Moussa was speaking to reporters after four hours of talks between Mubarak and Assad, who arrived in Egypt on his first foreign trip since he succeeded his late father Hafez al-Assad as president in July.
Topping the agenda was "the situation in Jerusalem and the very negative atmosphere created and caused by the visit" to the Al-Aqsa mosque compound on Thursday by Israel's right-wing Likud leader Ariel Sharon, Moussa said.
It was Sharon's visit that sparked four days of clashes, which has claimed the lives of more than 30 Palestinians and wounded hundreds of others.
The Arab leaders also discussed the two remaining tracks of the peace process with Israel, the Palestinian and Syrian ones, Moussa added.
While Palestinian-Israeli talks have made no headway since the Camp David summit failed in July, mainly over the future status of Jerusalem, Syria's peace talks with Israel have been suspended since January.
The sticking point is the future of the strategic Golan Heights, which overlook the Sea of Galilee and northeastern Israel and which were captured by Israel from Syria in the 1967 Middle East war.
Syria demands that Israel return all the captured land, back to the position in force in June 1967 before its seizure, which would give Damascus access to the fresh water Sea of Galilee.

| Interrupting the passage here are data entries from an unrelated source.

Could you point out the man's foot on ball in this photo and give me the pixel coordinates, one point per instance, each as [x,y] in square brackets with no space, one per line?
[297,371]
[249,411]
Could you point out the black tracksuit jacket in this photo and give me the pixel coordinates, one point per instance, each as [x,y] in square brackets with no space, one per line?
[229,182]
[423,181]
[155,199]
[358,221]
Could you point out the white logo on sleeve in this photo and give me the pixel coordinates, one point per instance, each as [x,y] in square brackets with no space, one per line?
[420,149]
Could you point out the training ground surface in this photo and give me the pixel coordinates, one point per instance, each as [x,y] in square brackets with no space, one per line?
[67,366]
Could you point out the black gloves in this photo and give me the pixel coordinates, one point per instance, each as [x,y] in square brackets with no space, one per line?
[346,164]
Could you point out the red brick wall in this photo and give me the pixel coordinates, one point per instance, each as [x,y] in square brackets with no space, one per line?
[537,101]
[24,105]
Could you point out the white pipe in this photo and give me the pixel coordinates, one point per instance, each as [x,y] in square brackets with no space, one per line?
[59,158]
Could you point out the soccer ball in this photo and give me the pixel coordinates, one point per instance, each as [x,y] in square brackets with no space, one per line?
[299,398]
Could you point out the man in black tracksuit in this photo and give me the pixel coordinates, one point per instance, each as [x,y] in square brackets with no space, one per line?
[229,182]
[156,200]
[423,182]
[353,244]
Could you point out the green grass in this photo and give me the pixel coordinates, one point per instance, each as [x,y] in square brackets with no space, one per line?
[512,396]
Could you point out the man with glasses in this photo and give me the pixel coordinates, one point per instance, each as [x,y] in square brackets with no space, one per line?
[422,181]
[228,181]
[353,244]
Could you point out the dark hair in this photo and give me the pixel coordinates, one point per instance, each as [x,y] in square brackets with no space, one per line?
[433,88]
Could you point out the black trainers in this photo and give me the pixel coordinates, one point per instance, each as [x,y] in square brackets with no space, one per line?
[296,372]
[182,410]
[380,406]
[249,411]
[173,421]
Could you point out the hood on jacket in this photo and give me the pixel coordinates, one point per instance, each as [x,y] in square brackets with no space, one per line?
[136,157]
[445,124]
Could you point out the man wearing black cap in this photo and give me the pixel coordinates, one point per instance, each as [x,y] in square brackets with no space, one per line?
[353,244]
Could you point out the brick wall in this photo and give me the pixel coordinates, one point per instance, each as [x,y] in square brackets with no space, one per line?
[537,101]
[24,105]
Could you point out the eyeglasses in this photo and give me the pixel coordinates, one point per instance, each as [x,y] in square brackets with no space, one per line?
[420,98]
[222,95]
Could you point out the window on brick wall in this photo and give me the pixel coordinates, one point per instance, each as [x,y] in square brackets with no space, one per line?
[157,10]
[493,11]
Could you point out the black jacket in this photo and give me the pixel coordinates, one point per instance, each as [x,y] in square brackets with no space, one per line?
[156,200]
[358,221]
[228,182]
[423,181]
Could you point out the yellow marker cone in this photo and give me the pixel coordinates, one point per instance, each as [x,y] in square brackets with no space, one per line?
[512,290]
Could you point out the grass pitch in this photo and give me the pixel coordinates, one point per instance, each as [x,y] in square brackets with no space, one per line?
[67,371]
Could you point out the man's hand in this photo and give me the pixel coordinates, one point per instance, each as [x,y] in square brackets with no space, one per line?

Israel has expressed willingness to return the Golan, but wants to withdraw only to a 1923 border, which would give it the Sea of Galilee in its entirety.
Assad and Mubarak also discussed inter-Arab ties, including relations with Iraq, which has enjoyed growing support from Syria, Egypt and other Arab countries for an end to 10 years of international sanctions, Mussa added.
Mussa said that Assad and Mubarak would discuss Iraq again on Monday when they hold another round of talks before Assad leaves Egypt.
Sanctions were imposed on Iraq after it invaded Kuwait in August 1990. Syria and Egypt both joined the US-led force to end the occupation in January 1991.
Assad will travel "soon" to Saudi Arabia, Turkey, Iran and France, according to Turki Sakr, the managing editor of the Syrian government daily Al-Baath who is travelling with the Syrian leader.
Assad will also visit Lebanon, where Syrian influence is paramount, as soon a new government is formed in Beirut, Sakr said.
Neither Assad nor Mubarak made a statement after their meeting, which later included their ministers and aides.